There may very well be people of this opinion, but I don’t hear them, or else they don’t stand out. There is a very long history of trans culture in Japan, for example, and historically speaking, Japan has not had laws against homosexual intercourse. There are however, a not insignificant number of Conservative Japanese politicians at the center of the current administration who claim that our idea of inalienable rights for all humans, of gender freedom or gender fluidity, are bad influences from the West. These are the same people who oppose all “liberal thought” and promulgate the idea of traditional Japanese family values, not realizing that value system itself is the product of the Meiji import of Western culture. It represents a relatively brief 150 year history in Japan. Opposition to LGBTQ culture is merely hidden under these auspices.
Do you think that pop culture has played a role in cultivating a greater acceptance and understanding of LGBTQ+ people and do you see that younger people are responding to things differently – like Kana and her friends – than adults?
I do believe that’s the case. The publication of My Brother’s Husband is part of that. If you’re writing a manga aimed at as wide an audience as possible, it would be a challenge to depict gay issues in the casual manner that mainstream manga is known for as a medium. However, as far as Kana is concerned, she is so young that I don’t think she fully understands what LGBTQ+ means.
You have a pretty massive cult following around the world and have for years, but this is a very different book for you. Knowing this do you think, I need to keep doing what I’m doing or are you always thinking about trying something new?
Ideally I continue to work in my original style and in this new style, but the fact is, gay porn manga has fewer outlets these days owing to the shrinking gay magazine market in general, and works like My Brother’s Husband, while fun for me, aren’t necessarily what general interest magazines are looking for. In my 20 plus years of working as a professional manga-ka I’ve learned that what I want to do and what I can do aren’t ever necessarily equal, so I can’t possibly know what’s next.
You’ve worked with translator Anne Ishii and designer Chip Kidd in the past and on this project. What do you like about working with them?

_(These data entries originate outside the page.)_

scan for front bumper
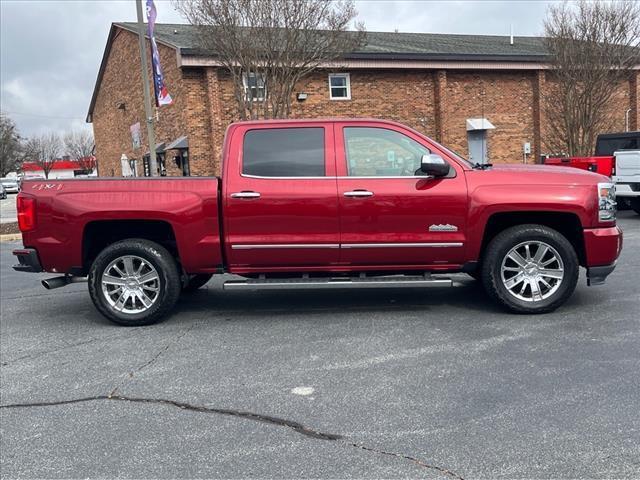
[583,227,622,267]
[584,227,623,286]
[13,248,44,273]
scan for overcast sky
[0,0,550,135]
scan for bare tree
[544,0,640,156]
[174,0,365,119]
[24,132,62,178]
[0,113,22,177]
[63,130,96,173]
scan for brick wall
[93,26,640,176]
[93,30,204,176]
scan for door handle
[231,192,260,198]
[344,190,373,197]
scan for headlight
[598,183,616,222]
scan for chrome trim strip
[231,243,340,250]
[222,277,453,290]
[231,242,464,250]
[343,190,373,197]
[240,173,433,180]
[340,242,463,248]
[231,192,260,198]
[240,173,336,180]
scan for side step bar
[223,275,453,290]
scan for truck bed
[22,177,222,273]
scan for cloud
[0,0,548,135]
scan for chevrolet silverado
[14,120,622,326]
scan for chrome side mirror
[420,153,451,178]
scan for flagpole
[136,0,158,177]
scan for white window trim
[242,72,267,102]
[328,73,351,100]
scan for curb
[0,233,22,242]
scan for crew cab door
[222,122,340,273]
[335,122,467,267]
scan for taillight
[16,195,36,232]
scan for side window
[344,127,431,177]
[242,128,325,177]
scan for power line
[2,110,84,120]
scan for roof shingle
[116,22,547,61]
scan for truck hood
[471,165,611,185]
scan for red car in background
[544,131,640,214]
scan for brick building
[87,23,640,176]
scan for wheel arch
[82,220,180,274]
[478,211,586,266]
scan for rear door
[223,122,340,273]
[336,122,467,268]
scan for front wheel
[482,225,580,313]
[88,239,180,326]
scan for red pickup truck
[14,120,622,325]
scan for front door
[223,123,340,273]
[336,122,467,268]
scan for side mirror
[420,153,451,178]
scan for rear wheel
[182,273,213,293]
[482,225,580,313]
[88,239,180,326]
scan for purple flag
[147,0,173,107]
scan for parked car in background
[0,177,20,193]
[544,131,640,215]
[13,120,622,325]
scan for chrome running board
[223,275,453,290]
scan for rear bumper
[13,248,43,273]
[587,263,616,287]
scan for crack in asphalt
[0,394,464,480]
[109,322,198,397]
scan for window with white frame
[329,73,351,100]
[242,72,265,101]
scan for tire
[88,238,181,327]
[182,273,213,293]
[482,225,580,313]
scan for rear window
[242,128,325,177]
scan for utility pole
[136,0,158,177]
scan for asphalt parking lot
[0,212,640,478]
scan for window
[242,72,265,101]
[329,73,351,100]
[344,127,431,177]
[242,128,325,177]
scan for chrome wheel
[100,255,160,314]
[500,241,564,302]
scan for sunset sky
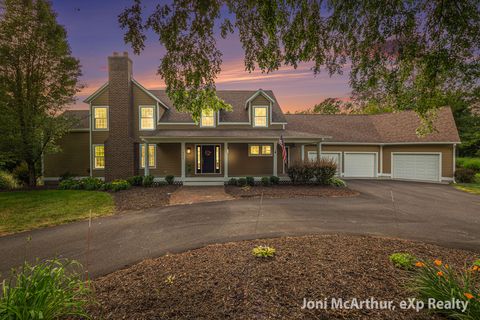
[53,0,350,111]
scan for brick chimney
[105,52,135,181]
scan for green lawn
[0,190,114,235]
[455,183,480,194]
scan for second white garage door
[344,152,377,178]
[392,153,440,181]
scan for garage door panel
[344,153,376,178]
[392,153,440,181]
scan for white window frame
[200,110,216,128]
[92,144,105,170]
[138,105,157,131]
[92,106,110,131]
[138,143,157,169]
[252,106,269,128]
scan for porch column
[180,142,185,181]
[223,142,228,178]
[143,141,150,176]
[317,141,322,160]
[273,141,278,176]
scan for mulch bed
[225,184,359,198]
[112,185,179,211]
[91,235,478,319]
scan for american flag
[279,135,287,164]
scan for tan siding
[228,143,273,177]
[383,145,453,178]
[45,132,90,177]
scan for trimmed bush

I hope that as professional colleagues and as personal friends, Anne, Chip and I get to continue growing together. I have nothing but respect for their professional work and they’re both cute to boot.
I wanted to ask about Robert Mapplethorpe, whose work I really love and I’m guessing you do as well. Was he a big influence on you when you were younger? What about his work did you really respond to – and continue to respond to?
I was very influenced by Robert Mapplethorpe’s work when I was in art school. In particular, the work that demonstrated fetish and BDSM motifs excited me both sexually and artistically. This sensation—the mutual possibilities of expressing sexual eroticism and artistic integrity—holds deep meaning for me in my life.
So this is volume one, which has 15 chapters. I know that you’re doing this series monthly in Japan. How long do you think the series will be and what do you want to cover and talk about in the series going forward?
The Japanese version of My Brother’s Husband will be four volumes long, and the English edition (which collates two volumes to one), will be two volumes total. The latter half of this story will address the definition of family vis-a-vis gay identity in society at large. I hope my readers enjoy it!